10. Queste strutture favorirebbero l’innovazione nelle zone periferiche?

Tutto dipende dal territorio, se vi sono oppure no persone in fermento capaci di cogliere nuove opportunità. Bisogna creare un ecosistema che favorisca i makerspace, lungimiranza della gente ma anche dei comuni e di tutto il territorio. Potrebbero essere riqualificati degli spazi abbandonati, vecchie fabbriche o edifici dismessi. Se si crea una

community sicuramente l’innovazione verrebbe incentivata ma per capire se il luogo è

adatto andrebbero fatte delle indagini.

11. Vede un futuro per la sharing economy in Ticino anche se qui non hanno avuto successo iniziative come quella di Uber?

Anche in questo caso è soprattutto un fattore culturale e poi bisogna avere il giusto “time to market”. Tralasciando la massa critica che è diversa da quella di Milano ad esempio, qui in Svizzera è più radicata l’idea di possesso. Iniziative del genere richiedono più tempo per attecchire. Anche nella Costituzione è molto più sottolineata la proprietà privata rispetto ad altri paesi.

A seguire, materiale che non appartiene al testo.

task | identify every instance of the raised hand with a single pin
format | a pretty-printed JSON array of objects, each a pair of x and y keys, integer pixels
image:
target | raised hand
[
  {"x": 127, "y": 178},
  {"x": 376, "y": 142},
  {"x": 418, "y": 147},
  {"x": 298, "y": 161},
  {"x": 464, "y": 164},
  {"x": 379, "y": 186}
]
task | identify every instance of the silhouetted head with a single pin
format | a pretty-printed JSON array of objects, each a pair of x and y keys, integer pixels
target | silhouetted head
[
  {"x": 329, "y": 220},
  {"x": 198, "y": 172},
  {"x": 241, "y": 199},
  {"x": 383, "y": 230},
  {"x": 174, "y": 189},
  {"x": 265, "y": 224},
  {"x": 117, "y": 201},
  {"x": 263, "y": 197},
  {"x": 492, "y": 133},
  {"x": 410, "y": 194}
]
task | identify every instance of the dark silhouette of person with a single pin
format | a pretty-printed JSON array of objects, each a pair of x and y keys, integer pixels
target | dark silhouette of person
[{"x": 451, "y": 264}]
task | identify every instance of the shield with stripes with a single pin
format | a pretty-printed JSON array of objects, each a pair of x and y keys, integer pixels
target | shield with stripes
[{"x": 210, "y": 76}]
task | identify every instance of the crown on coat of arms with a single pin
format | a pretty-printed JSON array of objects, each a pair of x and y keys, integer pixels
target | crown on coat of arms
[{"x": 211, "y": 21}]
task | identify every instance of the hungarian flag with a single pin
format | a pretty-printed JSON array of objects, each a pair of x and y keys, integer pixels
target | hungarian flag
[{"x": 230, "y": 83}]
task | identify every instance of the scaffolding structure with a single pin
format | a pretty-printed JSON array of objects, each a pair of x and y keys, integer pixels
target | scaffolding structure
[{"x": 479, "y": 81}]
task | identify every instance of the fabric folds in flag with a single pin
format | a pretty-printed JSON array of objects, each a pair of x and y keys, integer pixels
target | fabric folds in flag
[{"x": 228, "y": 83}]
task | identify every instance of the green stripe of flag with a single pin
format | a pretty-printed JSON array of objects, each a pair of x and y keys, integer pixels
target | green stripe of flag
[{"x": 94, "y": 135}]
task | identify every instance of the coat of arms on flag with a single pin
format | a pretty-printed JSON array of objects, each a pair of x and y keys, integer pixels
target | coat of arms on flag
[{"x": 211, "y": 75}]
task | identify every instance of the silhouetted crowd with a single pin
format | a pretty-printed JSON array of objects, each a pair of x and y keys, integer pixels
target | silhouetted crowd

12. Come vede i fenomeni del co-working e della open-innovation?

Sono concetti importanti sia per l’innovazione che per l’imprenditorialità. Favoriscono lo scambio di idee, sono driver per l’innovazione. Fare gruppo è molto importante, soptattutto per un Cantone cosi piccolo con aziende altrettanto piccole. Purtroppo come cultura siamo rimasti alla closed-innovation ma le cose si stanno muovendo. Non bisogna ragionare rimanendo chiusi se no poi si rischia di arrivare sempre in ritardo. Si sta facendo molto anche per la protezione della proprietà intellettuale che è molto legata a questi aspetti.

13. Pensa che i makerspace favorirebbero questi fenomeni?

14. Quali sono secondo lei le condizioni che favoriscono l’innovazione?

Vi sono diversi elementi come la collaborazione, la cultura, i bisogni della gente, la curiosità, l’istinto, la proattività, la comunicazione questo a livello personale. Dal punto di vista di un paese è importante avere un sistema che gestisce l’innovazione come il “sistema regionale dell’innovazione Ticino”, è poi vitale coordinare e organizzare adeguatamente il transfer tecnologico tra università e imprese. Favorire il sorgere di centri di ricerca aperti. Rendere la regione attrattiva per nuovi cervelli, fornire dunque molte possibilità di formazione, ricerca, sviluppo professionale che siano di qualità. Ricordiamoci poi che l’innovazione nasce dalla necessità di cambiare. Qui in Ticino forse questa necesssità sussiste.